Eisenstatus testen – welche Laborwerte zählen?
| Parameter | Normalbereich | Bedeutung |
|---|---|---|
| Serum-Ferritin | 12–150 µg/l (Frauen) / 12–300 µg/l (Männer) | Eisenspeicher (sensitivster Marker) |
| Serum-Eisen | 60–180 µg/dl | Tagesvariabel, wenig aussagekräftig allein |
| Transferrin-Sättigung | 16–45 % | Transportkapazität; <16 % = funktioneller Mangel |
| Hämoglobin | 12–16 g/dl (Frauen) / 13,5–17,5 g/dl (Männer) | Anämie-Diagnose |
Supplementierung: Wann und welche Form?
Bei nachgewiesenem Mangel (Ferritin <30 µg/l) oder erhöhtem Bedarf kann eine Supplementierung sinnvoll sein. Gängige Formen:
| Form | Elementares Eisen | Verträglichkeit | Bioverfügbarkeit |
|---|---|---|---|
| Eisensulfat | ~20 % | Mäßig (GI-Beschwerden möglich) | Hoch |
| Eisengluconat | ~12 % | Besser verträglich | Gut |
| Eisenbisglycinat | ~20 % | Sehr gut verträglich | Sehr hoch (cheliert) |
| Eisen(III)-hydroxid-Polymaltose | ~36 % | Sehr gut | Moderat |
Einnahmeempfehlung: Nüchtern oder mit Vitamin C, nicht zusammen mit Kalzium, Tee oder Kaffee. Bei Verträglichkeitsproblemen auf cheliertes Eisenbisglycinat wechseln.
Häufige Fragen (FAQ)
Kann ich zu viel Eisen aufnehmen?
Ja. Eisenüberschuss (Hämochromatose oder übermäßige Supplementierung) erzeugt oxidativen Stress durch die Fenton-Reaktion. Symptome: Gelenkschmerzen, Leberschäden, dunkle Hautpigmentierung. Gesunde Personen ohne nachgewiesenen Mangel sollten nicht supplementieren.

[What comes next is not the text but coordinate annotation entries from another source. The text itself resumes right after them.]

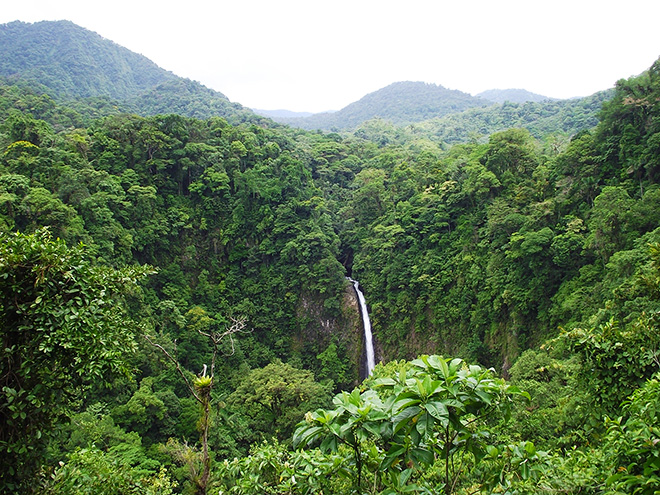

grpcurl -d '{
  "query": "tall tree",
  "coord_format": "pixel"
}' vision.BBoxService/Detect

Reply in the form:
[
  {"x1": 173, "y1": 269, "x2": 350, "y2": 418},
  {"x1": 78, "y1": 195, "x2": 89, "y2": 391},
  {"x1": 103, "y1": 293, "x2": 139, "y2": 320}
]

Warum ist Spinat keine gute Eisenquelle?
Spinat enthält zwar viel Eisen auf dem Papier (~3,6 mg/100g), aber gleichzeitig viel Oxalate, die die Absorption stark hemmen. Die tatsächlich verwertbare Menge ist gering.
Wie lange bis zur Auffüllung der Eisenspeicher?
Bei konsequenter Supplementierung normalisieren sich Ferritin-Werte meist nach 3–6 Monaten. Hämoglobin normalisiert sich schneller (4–8 Wochen), Ferritin braucht länger.
Eisen und Sport – worauf achten?
Ausdauersportler, besonders Läufer, verlieren Eisen durch Fußaufprall-Hämolyse, Schweiß und erhöhten Umsatz. Regelmäßige Ferritin-Checks (2x/Jahr) sind empfehlenswert.